Environ. Horticulture, Pears, Cherries, and Viticulture
University of California
Environ. Horticulture, Pears, Cherries, and Viticulture

What's All This Now?

This is interesting. In the midst of all this heat and dry I found a big run of anthracnose infected fruit, and the grower shared with me that something like 5 to 10% of his crop has the disease currentlyFor those who think the grower or I might be confused about this, have a look at the pictures below taken Monday early morning.
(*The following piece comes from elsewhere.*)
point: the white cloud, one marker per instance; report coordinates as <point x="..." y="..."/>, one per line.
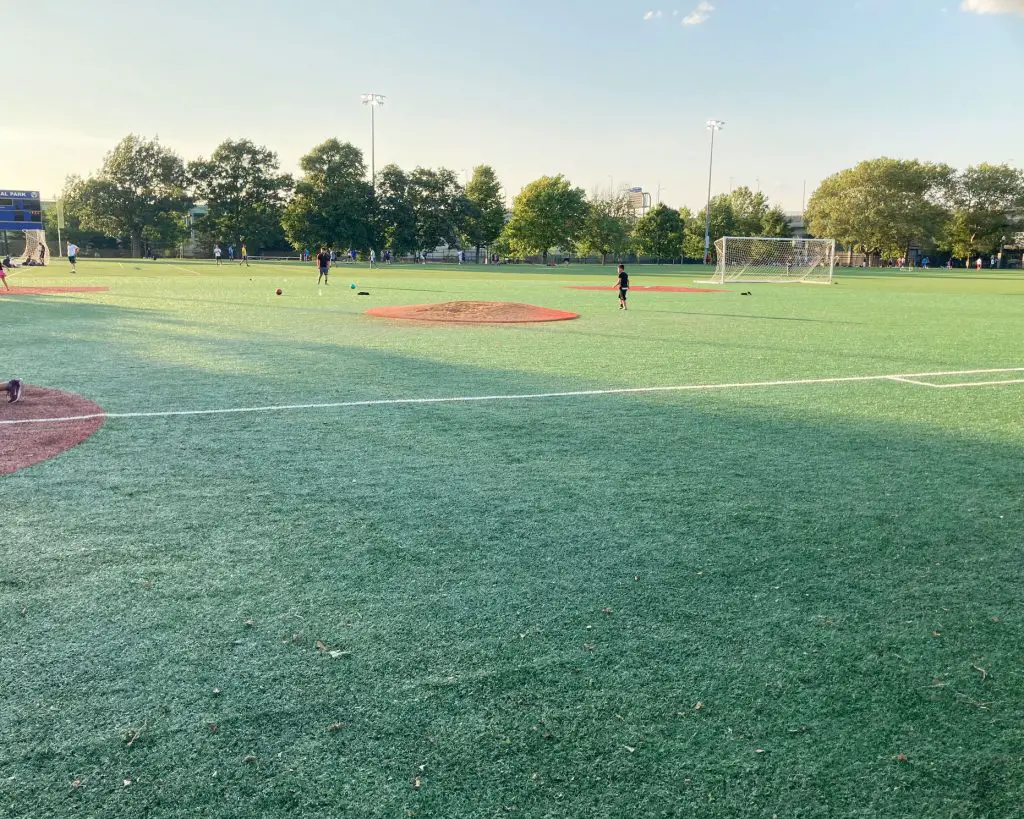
<point x="993" y="6"/>
<point x="702" y="11"/>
So what I did was contact Steve Koike and ask him, that seemed like a smart thing to do.  He answered and said that at some point there must have been enough moisture to activate the spores.  It does boil down to the "disease triangle" and each of the three requirements must be in place.  We have the host (strawberries), the pathogen (Colletotrichum) and now all we need to do is have the right condition (a lot of moisture).  Checking around with other growers in that area, it does seem that very close to the coast the dews over the past week were really heavy, in one case so much that one manager had to delay a spray.  So the third requirement has been fulfilled after all.

Since I was able to surveil a number of fields in both Santa Cruz and Monterey counties these past few days on a soil sampling run, I found that sure enough even a little further inland the disease to is nowhere to be found.  It truly does depend on the right conditions.